The reality is that service utilities need the underpinning of a charge on the land values they enhance in order to allow a viable operating cost. At the same time the charge progressively secures to the community the enhanced value instead of capitalising it for the speculator.
Toll Holdings re-built a run-down rail and transport service for a rental, if the Govt re-built and maintained the tracks. Govt buy-back of the operation solved nothing.
Likewise the Govt should recover Telecom’s unbundled Local Loop, for market rentals to competing operators. Thus we would all share in the free market instead of being robbed by it.
The place for the private operator is in the delivery of services.

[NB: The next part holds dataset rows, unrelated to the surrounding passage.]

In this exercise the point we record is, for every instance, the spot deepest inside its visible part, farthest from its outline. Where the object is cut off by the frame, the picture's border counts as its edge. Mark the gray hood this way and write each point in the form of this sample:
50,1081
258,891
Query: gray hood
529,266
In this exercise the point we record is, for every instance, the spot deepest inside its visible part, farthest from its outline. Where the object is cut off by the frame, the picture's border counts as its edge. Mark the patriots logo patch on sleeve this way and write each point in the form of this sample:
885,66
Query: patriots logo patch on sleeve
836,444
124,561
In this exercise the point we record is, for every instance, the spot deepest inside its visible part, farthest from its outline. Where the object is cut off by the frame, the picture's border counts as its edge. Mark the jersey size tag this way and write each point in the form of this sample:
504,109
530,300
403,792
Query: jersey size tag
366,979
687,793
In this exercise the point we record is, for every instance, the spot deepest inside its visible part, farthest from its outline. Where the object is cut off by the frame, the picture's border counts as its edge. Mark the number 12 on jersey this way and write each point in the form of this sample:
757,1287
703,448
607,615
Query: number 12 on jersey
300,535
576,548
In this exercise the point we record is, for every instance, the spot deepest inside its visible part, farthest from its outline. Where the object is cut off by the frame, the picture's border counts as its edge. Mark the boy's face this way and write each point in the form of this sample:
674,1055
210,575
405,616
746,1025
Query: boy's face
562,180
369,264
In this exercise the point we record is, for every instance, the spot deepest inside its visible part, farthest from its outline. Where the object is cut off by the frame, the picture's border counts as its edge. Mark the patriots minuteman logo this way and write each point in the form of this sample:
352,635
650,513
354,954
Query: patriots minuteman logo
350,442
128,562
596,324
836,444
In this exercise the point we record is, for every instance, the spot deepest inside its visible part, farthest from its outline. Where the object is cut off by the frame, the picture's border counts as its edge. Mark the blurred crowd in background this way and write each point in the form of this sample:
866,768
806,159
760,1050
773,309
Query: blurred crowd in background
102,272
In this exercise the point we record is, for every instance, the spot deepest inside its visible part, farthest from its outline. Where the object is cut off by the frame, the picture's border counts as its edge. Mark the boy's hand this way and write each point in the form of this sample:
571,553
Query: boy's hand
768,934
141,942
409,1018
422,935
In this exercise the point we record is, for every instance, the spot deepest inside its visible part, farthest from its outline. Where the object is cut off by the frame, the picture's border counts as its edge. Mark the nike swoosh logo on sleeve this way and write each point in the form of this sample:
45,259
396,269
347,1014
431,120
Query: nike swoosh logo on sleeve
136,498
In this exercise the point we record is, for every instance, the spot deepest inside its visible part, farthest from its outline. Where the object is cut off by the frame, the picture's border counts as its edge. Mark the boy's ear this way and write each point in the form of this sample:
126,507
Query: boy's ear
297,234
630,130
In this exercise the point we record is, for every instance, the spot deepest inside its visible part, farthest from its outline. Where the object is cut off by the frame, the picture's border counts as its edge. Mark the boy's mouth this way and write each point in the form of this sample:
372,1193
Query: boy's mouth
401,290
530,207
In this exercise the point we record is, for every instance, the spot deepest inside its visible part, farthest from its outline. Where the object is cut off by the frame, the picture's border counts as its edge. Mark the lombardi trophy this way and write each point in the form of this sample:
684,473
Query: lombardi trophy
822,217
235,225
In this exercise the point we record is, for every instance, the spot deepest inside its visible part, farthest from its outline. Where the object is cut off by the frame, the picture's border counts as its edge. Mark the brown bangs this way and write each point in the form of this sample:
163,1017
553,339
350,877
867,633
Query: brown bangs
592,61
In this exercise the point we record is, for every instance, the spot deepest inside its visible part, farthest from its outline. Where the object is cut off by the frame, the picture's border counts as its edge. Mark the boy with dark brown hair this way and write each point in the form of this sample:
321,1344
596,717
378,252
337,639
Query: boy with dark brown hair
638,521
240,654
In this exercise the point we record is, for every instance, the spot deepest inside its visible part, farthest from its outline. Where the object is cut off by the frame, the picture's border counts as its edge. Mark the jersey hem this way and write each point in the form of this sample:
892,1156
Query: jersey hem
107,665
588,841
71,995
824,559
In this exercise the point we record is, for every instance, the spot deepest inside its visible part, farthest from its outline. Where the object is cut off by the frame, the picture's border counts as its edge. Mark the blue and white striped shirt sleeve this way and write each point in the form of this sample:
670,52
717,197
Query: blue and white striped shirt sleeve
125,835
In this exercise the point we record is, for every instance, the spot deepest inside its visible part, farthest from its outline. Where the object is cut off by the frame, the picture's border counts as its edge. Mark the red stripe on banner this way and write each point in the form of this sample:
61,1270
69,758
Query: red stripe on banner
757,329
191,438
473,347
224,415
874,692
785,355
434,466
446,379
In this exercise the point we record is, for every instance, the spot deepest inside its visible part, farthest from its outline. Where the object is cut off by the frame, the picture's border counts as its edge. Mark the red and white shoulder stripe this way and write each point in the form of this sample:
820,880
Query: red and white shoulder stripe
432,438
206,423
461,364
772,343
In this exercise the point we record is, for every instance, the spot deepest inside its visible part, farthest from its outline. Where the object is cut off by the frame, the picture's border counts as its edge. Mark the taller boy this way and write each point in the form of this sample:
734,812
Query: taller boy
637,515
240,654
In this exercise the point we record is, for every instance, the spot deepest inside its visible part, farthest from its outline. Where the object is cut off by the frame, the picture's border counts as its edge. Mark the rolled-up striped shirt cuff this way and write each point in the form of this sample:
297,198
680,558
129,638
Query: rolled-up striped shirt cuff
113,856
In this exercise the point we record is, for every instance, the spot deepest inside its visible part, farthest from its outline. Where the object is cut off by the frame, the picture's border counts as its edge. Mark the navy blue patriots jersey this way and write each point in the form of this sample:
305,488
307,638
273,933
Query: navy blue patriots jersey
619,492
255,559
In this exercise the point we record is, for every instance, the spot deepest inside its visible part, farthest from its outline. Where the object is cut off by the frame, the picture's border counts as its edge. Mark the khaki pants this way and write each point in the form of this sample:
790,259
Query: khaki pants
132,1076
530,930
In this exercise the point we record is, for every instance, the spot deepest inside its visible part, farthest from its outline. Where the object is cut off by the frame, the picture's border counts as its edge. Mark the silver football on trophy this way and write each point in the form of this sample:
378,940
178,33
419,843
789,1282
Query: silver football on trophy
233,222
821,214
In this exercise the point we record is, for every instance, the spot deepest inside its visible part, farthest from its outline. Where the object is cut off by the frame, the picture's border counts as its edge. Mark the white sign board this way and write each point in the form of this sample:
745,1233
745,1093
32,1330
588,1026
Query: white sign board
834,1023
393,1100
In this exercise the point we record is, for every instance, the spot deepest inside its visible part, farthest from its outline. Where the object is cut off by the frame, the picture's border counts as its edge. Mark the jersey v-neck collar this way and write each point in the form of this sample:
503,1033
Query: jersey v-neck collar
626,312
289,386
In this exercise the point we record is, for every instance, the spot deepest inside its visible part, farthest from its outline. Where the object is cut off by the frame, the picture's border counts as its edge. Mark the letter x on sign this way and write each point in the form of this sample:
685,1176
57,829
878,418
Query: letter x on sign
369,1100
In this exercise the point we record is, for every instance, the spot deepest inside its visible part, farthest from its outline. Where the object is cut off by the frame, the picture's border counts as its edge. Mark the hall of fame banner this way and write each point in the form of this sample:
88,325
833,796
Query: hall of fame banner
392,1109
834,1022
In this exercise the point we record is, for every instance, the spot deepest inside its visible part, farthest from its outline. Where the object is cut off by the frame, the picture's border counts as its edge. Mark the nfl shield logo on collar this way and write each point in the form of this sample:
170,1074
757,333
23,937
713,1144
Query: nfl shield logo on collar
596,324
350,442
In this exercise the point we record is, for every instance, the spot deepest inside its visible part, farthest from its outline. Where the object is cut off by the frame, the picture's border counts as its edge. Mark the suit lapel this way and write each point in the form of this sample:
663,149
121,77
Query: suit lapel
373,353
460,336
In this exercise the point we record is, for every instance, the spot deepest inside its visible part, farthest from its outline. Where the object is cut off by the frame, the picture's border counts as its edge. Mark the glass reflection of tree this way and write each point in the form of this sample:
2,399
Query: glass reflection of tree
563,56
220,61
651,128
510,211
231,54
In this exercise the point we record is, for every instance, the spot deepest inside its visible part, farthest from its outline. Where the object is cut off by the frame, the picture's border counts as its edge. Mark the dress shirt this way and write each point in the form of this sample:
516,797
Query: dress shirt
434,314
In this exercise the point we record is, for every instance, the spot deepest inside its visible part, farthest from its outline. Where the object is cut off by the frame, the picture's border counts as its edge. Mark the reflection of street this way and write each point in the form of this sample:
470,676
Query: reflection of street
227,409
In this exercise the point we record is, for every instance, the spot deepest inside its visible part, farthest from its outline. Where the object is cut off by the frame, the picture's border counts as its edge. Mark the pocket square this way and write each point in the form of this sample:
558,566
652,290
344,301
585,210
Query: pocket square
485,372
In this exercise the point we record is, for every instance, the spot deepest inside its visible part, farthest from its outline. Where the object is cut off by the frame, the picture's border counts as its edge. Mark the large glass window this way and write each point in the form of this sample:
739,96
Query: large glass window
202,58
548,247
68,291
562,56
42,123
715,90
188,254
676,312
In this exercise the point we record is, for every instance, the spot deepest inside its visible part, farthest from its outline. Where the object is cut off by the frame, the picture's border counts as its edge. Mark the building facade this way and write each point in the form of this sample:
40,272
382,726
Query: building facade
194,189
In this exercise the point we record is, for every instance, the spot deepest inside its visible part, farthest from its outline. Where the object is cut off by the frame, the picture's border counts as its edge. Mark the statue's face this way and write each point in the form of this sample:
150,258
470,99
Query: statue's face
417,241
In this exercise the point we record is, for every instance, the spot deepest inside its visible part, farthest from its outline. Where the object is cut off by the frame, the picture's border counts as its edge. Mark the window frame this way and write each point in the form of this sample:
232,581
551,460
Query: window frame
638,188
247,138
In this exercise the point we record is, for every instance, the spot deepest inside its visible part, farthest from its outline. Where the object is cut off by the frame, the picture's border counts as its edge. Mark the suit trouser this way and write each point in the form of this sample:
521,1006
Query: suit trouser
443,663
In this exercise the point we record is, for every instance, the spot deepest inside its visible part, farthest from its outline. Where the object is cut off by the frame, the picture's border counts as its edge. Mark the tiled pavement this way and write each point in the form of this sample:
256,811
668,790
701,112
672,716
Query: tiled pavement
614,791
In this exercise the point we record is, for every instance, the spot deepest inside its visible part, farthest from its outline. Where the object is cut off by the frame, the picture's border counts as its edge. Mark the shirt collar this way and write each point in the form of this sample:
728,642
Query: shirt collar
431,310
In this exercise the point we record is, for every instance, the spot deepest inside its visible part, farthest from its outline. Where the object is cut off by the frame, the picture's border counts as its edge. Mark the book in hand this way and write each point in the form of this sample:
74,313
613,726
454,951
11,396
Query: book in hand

Ownership of the monopoly rights is the province of local and central government. Recognising this neatly resolves the political conundrum confronting us of defining public/private property and establishes the proper partnership between the public and the private sectors.
There is also a place for Uniform Annual Charges. Water, sewerage and admin’ are unrelated to the view from the high or low side of the road. Site advantage is a matter for Central Govt land tenure, not the limited context of Local Govt.
About 1995 the then Auckland Regional Services Trust, now Infrastructure Auckland, with its interest in “Ports of Auckland”, etc demonstrated that communally owned natural monopolies and infrastructural assets can make a valuable contribution to major community projects. We should build on that example not plunder it.
In 1998 Rt. Hon. Helen Clark advocated that the principle be extended to include transport, airports, water and electricity. But, concurrently, Telstra Clear has consent from the Auckland City Council to reticulate “New Zealand’s first national full service broadband network – the only system able to carry a full range of telephone, data, internet, mobile and cable television services to business and residential customers”. (NZH 30.1.02).
All the above functions should be coordinated and undertaken by the Auckland Regional Council, in line with Helen Clark’s perception, and the principle applied to Local Govt. across the country. These are core local government functions and would add to our heritage for posterity.
The coordinated reticulation should be financed (as in the past for roads, water and sewerage) by a combination of:
– loan money (an inter-generational sinking fund)
– a Resource Rental paid by operators
– Land Value Rates
This is now in hand with the new Labour Govt. & our “Local Govt Reform”.